The Wisdom of Intentional Ignorance

Don't look at your retirement account!

Given the cultural lip service in the United States to the importance of education, you might think that ignorance is uniformly undesirable. In principle, we should seek to improve our knowledge in all circumstances. However in recent months, with the disaster that has hit the global economy, ignorance may be more blissful than one would have thought.

Every time I look at my retirement account, mostly going down but sometimes bouncing up a tick with some new announcement, my anxiety tracks the inverse of the indices. On mentioning this to my colleagues, they all say the same thing: Just don't look at it. Clearly this seems like good advice for reducing anxiety but of course we are constantly bombarded by economic news every day suggesting that we better keep an eye on things. "Just don't look" seems like a kind of intentional ignorance on the order of the proverbial ostrich's head in the sand. Can it ever be wise to put blinders on?

When we think of wisdom we probably think of sage advice, insightful judicial rulings, and prescient public policy. We probably do not think about turning a blind eye to a disaster in the making. Can advice be wise when it leads to an act that is both self-serving and increases our ignorance?

If you have no control over an event and cannot take preemptive action, perhaps the ostrich method may be wise. The active choice to not look at something exerts cognitive control in a situation that otherwise offers few avenues of control. While this may seem like an illusion of control rather than real control, it is the exertion of will to execute an intentional action. The action is real and likely involves a sense of effort in the exertion of willpower akin to not eating an offered cupcake in the midst of a diet. Certainly it engages prefrontal regions of the brain involved in behavioral regulation and cognitive control. The sense of control in a situation with bad outcomes may be very important in avoiding a feeling of helplessness which may help in preventing depression.

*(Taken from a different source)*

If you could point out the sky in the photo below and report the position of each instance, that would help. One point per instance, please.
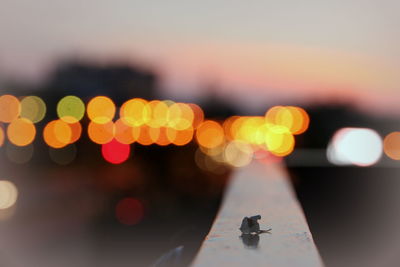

On its face there seems to be no rational reason for intentional ignorance. But once you understand that there can be negative consequences for some kinds of information (that you cannot act on), that certain kinds of acts can become habitual even when bad for you, and that making choices to not engage in those acts can be beneficial, the reasons become clear. This kind of analysis, taking into account insight and foresight, longer term outcomes, and balancing cognitive and affective processes, may be what makes this an example of wisdom.